Einen Ausweg wiesen die in den 1970er Jahren aufkommenden Verbundwerkstoffe. Oberst Norris Krone, Jr., ein erfahrener Kampfpilot der USAF, rechnete in seiner Dissertation "Divergence Elimination with Advanced Composites" jedenfalls bereits 1973 vor, wie mit den neuen Materialien ein Flügel ohne Nachteile so gebaut werden konnte, dass der kritische Überlastungsfall außerhalb des gewünschten Flugbereichs liegt.

Krones Arbeit stieß zunächst auf geringe Resonanz, aber als er später zur DARPA wechselte, hatte er die Möglichkeit, für seine Ideen zu werben und 1977 kleine Studienaufträge im Wert von je 100 000 Dollar an Grumman, General Dynamics und Rockwell zu vergeben. Nach Auswertung der Analysen und Windkanalversuchen folgte 1978 eine zweite Phase, für die insgesamt eine Million Dollar bereitgestellt wurden. Dazu kamen Firmenmittel.

Bei der X-29 wirkten Canards, Flügelklappen und Steuerflächen am Heck zusammen. Foto und Copyright: NASA



Erste Tests im Windkanal

Mit dem Geld wurden weitere Windkanalmodelle gebaut, die man bei der NASA in Langley untersuchte. Grumman und Rockwell bauten zudem 1,8 Meter lange Tragflächen, die für aeroelastische Tests im Arnold Engineering Development Center verwendet wurden. Ziel war es hierbei, die Rechenverfahren zu verifizieren. Grumman verwendete auch ein ferngesteuertes Modell mit einer Spannweite von 2,1 Metern, das ein Konzept mit Forward Swept Wing (FSW) und Canards im Flug erprobte.

Die insgesamt positiven Ergebnisse der Studien und Versuche sollten schließlich im Flugtest bestätigt werden. Zunächst war ein Umbau des unbemannten HiMAT im Gespräch, doch Oberst Krone gelang es nach intensiver Überzeugungsarbeit, gleich die Gelder für den Bau eines bemannten Versuchsträgers freizumachen.

Im Januar 1981 erhielt Grumman nach einem Wettbewerb mit Rockwell und General Dynamics den Zuschlag für den Bau des ersten bedeutenden X-Flugzeugs seit den Auftriebskörpern X-24 der 1970er Jahre. Der eigentliche Auftrag für zwei X-29A in Höhe von zunächst 71,3 Millionen Dollar wurde dann im Dezember 1981 erteilt.

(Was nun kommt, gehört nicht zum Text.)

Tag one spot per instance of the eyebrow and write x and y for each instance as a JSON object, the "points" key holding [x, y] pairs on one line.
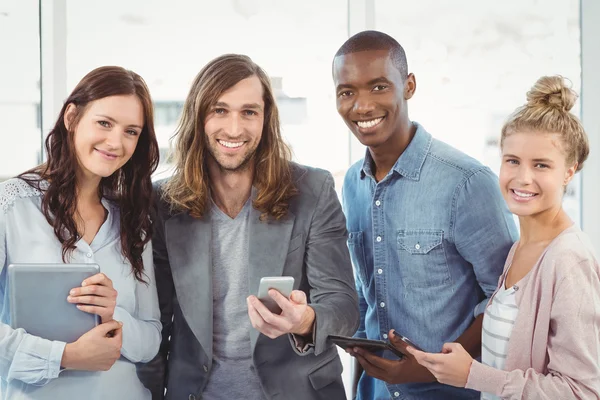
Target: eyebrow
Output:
{"points": [[252, 106], [370, 83], [544, 160], [115, 121]]}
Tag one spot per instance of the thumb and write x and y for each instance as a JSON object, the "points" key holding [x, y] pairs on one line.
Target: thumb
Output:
{"points": [[395, 338], [109, 326], [298, 296], [448, 348]]}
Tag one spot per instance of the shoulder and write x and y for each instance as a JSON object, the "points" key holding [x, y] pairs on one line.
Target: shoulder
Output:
{"points": [[310, 180], [15, 189], [446, 156], [571, 255]]}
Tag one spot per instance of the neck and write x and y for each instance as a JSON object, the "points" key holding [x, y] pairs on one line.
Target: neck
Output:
{"points": [[87, 189], [230, 189], [543, 227], [385, 155]]}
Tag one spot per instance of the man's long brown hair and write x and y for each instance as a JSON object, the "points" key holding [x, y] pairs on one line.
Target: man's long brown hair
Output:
{"points": [[189, 187], [130, 187]]}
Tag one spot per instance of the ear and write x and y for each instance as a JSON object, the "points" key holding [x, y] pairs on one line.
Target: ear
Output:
{"points": [[570, 173], [69, 116], [410, 86]]}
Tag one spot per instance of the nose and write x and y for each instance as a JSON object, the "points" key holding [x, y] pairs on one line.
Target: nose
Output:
{"points": [[363, 105], [524, 175], [235, 126]]}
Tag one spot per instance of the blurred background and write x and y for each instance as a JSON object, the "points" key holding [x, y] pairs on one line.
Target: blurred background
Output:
{"points": [[473, 60]]}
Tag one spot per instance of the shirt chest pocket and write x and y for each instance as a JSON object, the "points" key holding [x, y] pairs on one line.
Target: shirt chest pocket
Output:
{"points": [[357, 254], [422, 260]]}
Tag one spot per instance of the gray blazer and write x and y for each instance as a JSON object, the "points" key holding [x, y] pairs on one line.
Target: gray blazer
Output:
{"points": [[309, 244]]}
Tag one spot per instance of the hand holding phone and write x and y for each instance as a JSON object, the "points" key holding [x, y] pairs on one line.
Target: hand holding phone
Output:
{"points": [[405, 342], [283, 284]]}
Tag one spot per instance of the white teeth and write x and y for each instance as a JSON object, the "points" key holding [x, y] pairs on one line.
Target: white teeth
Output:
{"points": [[521, 194], [231, 145], [369, 124]]}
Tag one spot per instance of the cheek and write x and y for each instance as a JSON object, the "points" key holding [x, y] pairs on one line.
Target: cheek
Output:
{"points": [[130, 146], [257, 128], [552, 185], [211, 126]]}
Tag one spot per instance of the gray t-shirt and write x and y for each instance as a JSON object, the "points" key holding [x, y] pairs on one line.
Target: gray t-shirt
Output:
{"points": [[233, 375]]}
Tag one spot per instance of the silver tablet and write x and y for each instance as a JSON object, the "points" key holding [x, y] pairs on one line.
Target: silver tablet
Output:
{"points": [[38, 300]]}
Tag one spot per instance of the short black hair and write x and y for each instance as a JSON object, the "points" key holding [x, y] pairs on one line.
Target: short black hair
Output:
{"points": [[375, 40]]}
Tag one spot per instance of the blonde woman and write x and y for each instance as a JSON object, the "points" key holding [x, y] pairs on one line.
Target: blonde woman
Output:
{"points": [[541, 329]]}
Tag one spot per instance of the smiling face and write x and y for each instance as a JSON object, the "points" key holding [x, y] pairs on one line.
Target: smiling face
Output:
{"points": [[534, 172], [107, 134], [234, 125], [372, 95]]}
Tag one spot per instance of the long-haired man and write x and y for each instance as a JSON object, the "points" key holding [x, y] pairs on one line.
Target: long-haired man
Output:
{"points": [[236, 210]]}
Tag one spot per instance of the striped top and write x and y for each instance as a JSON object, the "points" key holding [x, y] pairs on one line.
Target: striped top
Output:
{"points": [[498, 322]]}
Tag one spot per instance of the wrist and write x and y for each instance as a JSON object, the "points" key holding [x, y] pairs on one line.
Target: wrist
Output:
{"points": [[68, 356], [307, 323]]}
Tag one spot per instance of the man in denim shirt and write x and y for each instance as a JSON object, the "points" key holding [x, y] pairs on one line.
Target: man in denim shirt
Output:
{"points": [[429, 229]]}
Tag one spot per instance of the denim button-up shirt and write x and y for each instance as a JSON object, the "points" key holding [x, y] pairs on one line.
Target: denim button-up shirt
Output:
{"points": [[428, 243]]}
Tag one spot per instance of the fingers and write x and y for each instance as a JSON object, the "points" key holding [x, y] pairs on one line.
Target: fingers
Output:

Der Vorschlag von Grumman basierte auf der Verwendung des damals neuen F404-Triebwerks aus dem F-18-Hornet-Programm und einigen Teilen aus anderen Mustern. So stammte die komplette Bugsektion bis hinter das Cockpit von der F-5A Tiger. Das Hauptfahrwerk wurde von der F-16 übernommen, genauso wie verschiedene Stellmotoren.

Forschungsobjekt Flügel

Völlig neu war selbstverständlich das eigentliche Forschungsobjekt, der Flügel. Bei diesem verwendete Grumman einen Vorderholm aus Titan sowie Rippen und Hinterholm aus Aluminium. Die Beplankung bestand aus Kohlefaser-Verbundwerkstoffen. Bis zu 150 Kohlefasermatten wurden nach einem genau berechneten Muster übereinander gelegt, um die gewünschten Eigenschaften zu erhalten. Die Matten wurden so angeordnet, dass rund 70 Prozent der Fasern etwa neun Grad stärker nach vorn gepfeilt waren als die Flügelvorderkante. Das Ergebnis war ein asymmetrisches Scherverhalten, das zu einem Biegemoment führte, mit dem die aeroelastischen Kräfte kompensiert werden konnten.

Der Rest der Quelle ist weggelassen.